Glencoe is not a destination city. We don’t have a lake. We don’t have many tourist attractions. We don’t have a lot here that would make a driver pull off the highway and spend the day.
We do have, however, a lot of history. Glencoe is an old community dating back before Minnesota was even a state. But as we continue to tear down old buildings and replace them with newer ones or simply leave another vacant lot, we are losing our history.
On top of that, we have lost the pizazz of Glencoe Days as we continue to whittle away at the annual summer attraction. What once was a three-day celebration, has been pared to less than two days. The jewel of the summer festival was the Glencoe Days Parade, which now pales in comparison to what it once was.
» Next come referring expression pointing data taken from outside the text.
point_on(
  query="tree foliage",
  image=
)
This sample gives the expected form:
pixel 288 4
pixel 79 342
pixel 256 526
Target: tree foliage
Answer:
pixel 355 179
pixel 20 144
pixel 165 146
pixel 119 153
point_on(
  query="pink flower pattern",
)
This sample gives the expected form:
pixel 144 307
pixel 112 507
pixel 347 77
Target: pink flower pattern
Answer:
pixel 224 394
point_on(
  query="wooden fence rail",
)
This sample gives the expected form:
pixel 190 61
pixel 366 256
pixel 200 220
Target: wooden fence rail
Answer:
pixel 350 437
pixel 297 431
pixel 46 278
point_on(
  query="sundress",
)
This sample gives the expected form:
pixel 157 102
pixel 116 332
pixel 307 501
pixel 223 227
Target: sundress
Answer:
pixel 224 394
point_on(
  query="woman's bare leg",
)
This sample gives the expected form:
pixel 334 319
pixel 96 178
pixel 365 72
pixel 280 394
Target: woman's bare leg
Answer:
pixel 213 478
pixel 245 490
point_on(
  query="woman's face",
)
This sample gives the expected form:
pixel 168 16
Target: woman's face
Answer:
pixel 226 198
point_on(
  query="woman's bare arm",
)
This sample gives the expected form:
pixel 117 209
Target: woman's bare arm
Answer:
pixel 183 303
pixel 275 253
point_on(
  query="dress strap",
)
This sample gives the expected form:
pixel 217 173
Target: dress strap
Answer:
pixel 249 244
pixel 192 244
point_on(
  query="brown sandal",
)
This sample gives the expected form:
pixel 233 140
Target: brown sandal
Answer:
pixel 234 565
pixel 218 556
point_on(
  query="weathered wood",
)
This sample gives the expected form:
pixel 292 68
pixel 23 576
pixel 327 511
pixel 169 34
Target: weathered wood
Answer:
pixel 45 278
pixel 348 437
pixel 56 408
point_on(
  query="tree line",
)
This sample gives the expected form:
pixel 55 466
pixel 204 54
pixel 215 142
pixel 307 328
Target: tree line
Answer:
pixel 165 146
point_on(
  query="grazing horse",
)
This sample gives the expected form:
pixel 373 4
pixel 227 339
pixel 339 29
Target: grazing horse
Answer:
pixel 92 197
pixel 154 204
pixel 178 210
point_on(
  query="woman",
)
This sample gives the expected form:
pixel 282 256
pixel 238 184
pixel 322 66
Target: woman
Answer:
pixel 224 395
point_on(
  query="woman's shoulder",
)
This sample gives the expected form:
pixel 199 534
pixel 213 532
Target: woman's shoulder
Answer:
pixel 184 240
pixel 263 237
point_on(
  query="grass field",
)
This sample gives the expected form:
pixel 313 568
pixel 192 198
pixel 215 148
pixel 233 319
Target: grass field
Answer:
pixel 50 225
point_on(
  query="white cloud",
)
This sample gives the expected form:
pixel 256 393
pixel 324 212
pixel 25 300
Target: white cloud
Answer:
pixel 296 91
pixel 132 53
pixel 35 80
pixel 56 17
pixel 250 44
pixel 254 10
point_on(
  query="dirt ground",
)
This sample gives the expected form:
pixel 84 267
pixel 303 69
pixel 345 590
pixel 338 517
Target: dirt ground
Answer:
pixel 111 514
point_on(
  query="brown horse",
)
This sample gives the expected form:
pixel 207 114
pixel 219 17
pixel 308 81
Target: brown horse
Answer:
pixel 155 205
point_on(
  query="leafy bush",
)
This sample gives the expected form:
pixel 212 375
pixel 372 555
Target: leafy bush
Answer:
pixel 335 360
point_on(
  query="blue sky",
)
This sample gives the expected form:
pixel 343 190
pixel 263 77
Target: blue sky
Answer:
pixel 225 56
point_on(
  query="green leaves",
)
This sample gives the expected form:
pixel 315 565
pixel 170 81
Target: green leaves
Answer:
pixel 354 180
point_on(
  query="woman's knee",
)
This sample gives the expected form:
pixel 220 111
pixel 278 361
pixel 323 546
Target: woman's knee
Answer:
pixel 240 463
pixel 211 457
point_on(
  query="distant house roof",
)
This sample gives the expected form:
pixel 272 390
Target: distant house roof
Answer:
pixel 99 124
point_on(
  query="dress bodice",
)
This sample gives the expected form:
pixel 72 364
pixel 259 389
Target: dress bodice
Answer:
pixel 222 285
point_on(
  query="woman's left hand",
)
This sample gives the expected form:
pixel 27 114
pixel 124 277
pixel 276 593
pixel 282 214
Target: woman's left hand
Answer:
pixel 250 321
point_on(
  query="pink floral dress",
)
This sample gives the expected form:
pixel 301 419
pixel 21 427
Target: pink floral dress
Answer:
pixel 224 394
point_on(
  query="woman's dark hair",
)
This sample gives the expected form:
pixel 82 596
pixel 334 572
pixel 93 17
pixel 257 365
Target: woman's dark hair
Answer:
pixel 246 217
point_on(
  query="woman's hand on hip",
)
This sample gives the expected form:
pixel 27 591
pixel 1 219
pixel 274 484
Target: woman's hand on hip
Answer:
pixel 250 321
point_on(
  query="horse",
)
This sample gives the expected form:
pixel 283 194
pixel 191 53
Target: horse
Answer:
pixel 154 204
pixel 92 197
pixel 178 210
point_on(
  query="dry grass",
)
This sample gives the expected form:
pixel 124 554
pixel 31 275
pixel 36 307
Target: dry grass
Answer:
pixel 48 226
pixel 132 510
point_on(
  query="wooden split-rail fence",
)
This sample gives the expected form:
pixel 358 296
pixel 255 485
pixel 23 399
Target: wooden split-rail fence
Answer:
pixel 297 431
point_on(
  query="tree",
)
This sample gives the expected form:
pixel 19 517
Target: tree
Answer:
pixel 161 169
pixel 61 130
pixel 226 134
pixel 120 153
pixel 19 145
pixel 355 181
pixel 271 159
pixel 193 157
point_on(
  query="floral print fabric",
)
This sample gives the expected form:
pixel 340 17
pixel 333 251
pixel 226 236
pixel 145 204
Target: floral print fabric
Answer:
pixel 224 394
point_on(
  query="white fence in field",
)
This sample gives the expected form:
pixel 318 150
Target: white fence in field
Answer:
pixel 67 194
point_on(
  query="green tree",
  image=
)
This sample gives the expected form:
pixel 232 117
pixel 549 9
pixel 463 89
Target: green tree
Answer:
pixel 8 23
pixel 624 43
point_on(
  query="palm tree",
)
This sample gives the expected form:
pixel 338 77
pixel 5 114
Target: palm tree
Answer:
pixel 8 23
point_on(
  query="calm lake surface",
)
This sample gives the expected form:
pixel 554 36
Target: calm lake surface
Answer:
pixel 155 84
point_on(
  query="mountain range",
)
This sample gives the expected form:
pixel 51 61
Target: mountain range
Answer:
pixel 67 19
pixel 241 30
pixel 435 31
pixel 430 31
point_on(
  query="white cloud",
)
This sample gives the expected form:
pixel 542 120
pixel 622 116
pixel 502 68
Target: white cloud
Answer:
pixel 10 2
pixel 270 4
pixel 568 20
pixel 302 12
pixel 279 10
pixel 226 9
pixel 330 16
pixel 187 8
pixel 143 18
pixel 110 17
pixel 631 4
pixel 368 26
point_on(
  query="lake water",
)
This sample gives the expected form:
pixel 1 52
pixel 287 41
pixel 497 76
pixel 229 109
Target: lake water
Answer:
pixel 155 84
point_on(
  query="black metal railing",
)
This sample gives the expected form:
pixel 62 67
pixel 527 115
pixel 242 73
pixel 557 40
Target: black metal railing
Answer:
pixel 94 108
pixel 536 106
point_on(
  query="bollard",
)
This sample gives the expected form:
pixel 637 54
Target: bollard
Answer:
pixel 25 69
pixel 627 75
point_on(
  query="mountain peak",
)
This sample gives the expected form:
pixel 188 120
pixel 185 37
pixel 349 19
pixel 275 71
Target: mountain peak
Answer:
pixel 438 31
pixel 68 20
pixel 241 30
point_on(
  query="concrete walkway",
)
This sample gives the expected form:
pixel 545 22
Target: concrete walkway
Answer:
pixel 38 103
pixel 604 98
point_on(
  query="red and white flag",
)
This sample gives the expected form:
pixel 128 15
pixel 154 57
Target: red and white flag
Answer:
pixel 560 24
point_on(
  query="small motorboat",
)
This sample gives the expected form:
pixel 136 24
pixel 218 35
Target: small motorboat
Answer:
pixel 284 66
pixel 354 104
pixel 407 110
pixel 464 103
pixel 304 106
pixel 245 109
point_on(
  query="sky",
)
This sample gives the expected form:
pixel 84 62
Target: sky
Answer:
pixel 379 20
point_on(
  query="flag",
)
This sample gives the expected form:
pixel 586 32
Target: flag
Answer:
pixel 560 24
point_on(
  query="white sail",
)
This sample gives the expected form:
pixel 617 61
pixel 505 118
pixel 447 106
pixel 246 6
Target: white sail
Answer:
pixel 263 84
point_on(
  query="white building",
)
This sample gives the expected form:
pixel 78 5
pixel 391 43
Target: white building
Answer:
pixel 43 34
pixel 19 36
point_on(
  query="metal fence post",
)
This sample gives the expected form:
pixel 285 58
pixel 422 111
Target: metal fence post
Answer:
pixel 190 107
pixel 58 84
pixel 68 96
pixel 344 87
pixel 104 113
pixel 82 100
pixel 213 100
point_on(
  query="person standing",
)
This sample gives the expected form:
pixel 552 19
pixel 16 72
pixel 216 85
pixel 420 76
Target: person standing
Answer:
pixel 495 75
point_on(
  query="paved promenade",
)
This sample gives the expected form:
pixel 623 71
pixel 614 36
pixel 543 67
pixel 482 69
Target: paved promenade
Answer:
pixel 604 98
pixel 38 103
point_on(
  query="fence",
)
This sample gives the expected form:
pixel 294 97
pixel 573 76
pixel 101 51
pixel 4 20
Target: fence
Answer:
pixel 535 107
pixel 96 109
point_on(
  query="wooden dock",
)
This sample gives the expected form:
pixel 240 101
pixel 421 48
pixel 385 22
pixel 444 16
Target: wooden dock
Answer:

Also, we have lost our winter parade as well as the summer Heat in the Street celebration.
We need to come up with something new. But what?
I suggest a “Paddle and Portage” race event. Since we now have an abundance of holding/retention ponds, thanks to the over exuberance of our city fathers in reconstructing the community, we need to capitalize on that new reality.
With each street reconstruction project comes a new holding pond or two. Why not make use of these new holes in the ground and tie them into a community event?
Voila: “Paddle and Portage.”
The idea is simple: Paddle and portage your way from the north end of the community to Buffalo Creek by way of our numerous man-made holes.
While we prayed not to have rain during Glencoe Days (which was futile), now we can pray for rain to fill these ponds in time for the race.
There can be one-person or two-person canoes, kayaks or rubber dinghies. Starting with the Bergmann subdivision ponds in northwest Glencoe, the trip could utilize the yet-to-be constructed county holding ponds near the North Complex.
The aim is to traverse the ponds as quickly as possible, then disembark and lug the watercraft to the next destination. Forget that the portage may range from several blocks to close to a mile and may travel through backyards and across state highways.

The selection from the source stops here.